Personal information
- Full name: Harry Johnson
- Date of birth: 4 December 1910
- Place of birth: Radcliffe, Lancashire, England
- Date of death: 1981 (aged 70–71)
- Place of death: Scunthorpe, Lincolnshire, England
- Height: 5 ft 9+1⁄2 in (1.77 m)
- Positions: Centre forward; inside right;

Senior career*
- Years: Team / Apps / (Gls)
- –: Heywood St James'
- –: Great Harwood
- –: Winsford United
- –: Stalybridge Celtic
- 1931–1934: Oldham Athletic / 37 / (13)
- 1934–1936: Southend United / 36 / (15)
- 1936–1937: Exeter City / 11 / (1)
- 1937–194?: Scunthorpe & Lindsey United /  / (87)

= Harry Johnson (footballer, born 1910) =

English footballer

Harry Johnson (4 December 1910 – 1981) was an English footballer who scored 29 goals from 84 matches in the Football League playing for Oldham Athletic, Southend United and Exeter City. A centre forward or inside right, he also played non-league football for clubs including Great Harwood, Winsford United, Stalybridge Celtic and Scunthorpe & Lindsey United.

==Personal life==
Johnson was born in Radcliffe, which was then in Lancashire, in 1910. He married Lena Hardman in 1932; the 1939 Register records the couple living in Scunthorpe, Lincolnshire, where Johnson was working as an electrician's labourer. In 1965, he was the works suggestions officer at the Appleby-Frodingham Steel Company and was chairman of their cricket club. He died in Scunthorpe in 1981.

==Football career==
Johnson played football for Heywood St James', for Great Harwood of the Lancashire Combination, and for Cheshire County League clubs Winsford United and Stalybridge Celtic, before signing for Oldham Athletic of the Football League Second Division. He made his league debut in the 1931–32 season, and over the next two seasons took his totals to 13 goals from 37 league appearances. After Oldham were relegated in 1934, Johnson was one of eleven players given free transfers. He joined Southend United, and in his first season was the club's top scorer with 22 goals in all competitions. In 1936, he moved on to another third-tier club, Exeter City, for whom he played 11 league matches.
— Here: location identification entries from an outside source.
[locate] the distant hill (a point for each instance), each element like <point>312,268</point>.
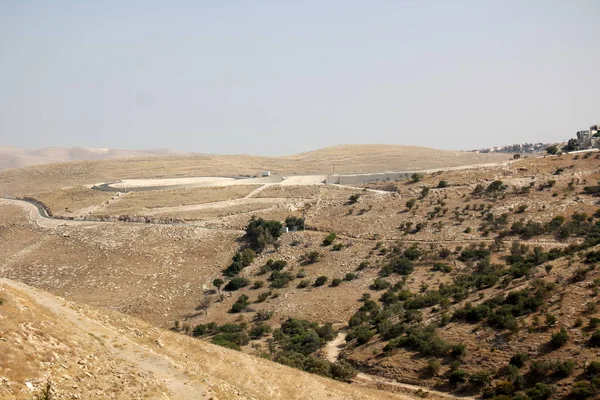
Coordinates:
<point>346,158</point>
<point>14,157</point>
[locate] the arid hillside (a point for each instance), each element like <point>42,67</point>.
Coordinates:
<point>13,157</point>
<point>68,351</point>
<point>347,159</point>
<point>471,281</point>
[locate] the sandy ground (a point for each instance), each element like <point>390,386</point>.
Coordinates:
<point>332,353</point>
<point>179,384</point>
<point>216,205</point>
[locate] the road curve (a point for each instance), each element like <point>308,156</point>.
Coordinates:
<point>38,215</point>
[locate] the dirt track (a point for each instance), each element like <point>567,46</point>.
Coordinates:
<point>332,353</point>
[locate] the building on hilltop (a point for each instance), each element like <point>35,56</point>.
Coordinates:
<point>589,139</point>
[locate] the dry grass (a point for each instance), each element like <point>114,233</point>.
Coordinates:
<point>134,202</point>
<point>72,201</point>
<point>348,159</point>
<point>301,192</point>
<point>36,346</point>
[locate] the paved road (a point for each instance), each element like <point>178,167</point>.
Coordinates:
<point>41,218</point>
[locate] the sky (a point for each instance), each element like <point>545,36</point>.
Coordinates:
<point>282,77</point>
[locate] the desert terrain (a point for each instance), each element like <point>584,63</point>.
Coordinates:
<point>383,279</point>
Scunthorpe & Lindsey United of the Midland League signed Johnson in 1937. According to the Lincolnshire Echo, "he can play in any inside forward position, but is at his best at centre-forward". He scored profusely, finishing the season second in the Midland League's scorers table with 38 goals. Despite interest from Football League clubs, he re-signed for Scunthorpe for another season. By February 1939, he had overtaken Ernie Simms' club record of 57 goals scored in all competitions during a single season, and seemed sure to break his club record of 52 Midland League goals as well, as Scunthorpe headed for their second league title. Unfortunately for him, he sustained a knee injury in mid-March that kept him out for several matches, and had to settle for 49.

He remained with Scunthorpe into wartime football, but his leg again gave way, and in October 1939 he had an operation to remove the knee cartilage. Once fit again, he also played as a guest for Doncaster Rovers. After the war, Johnson coached Scunthorpe's junior teams.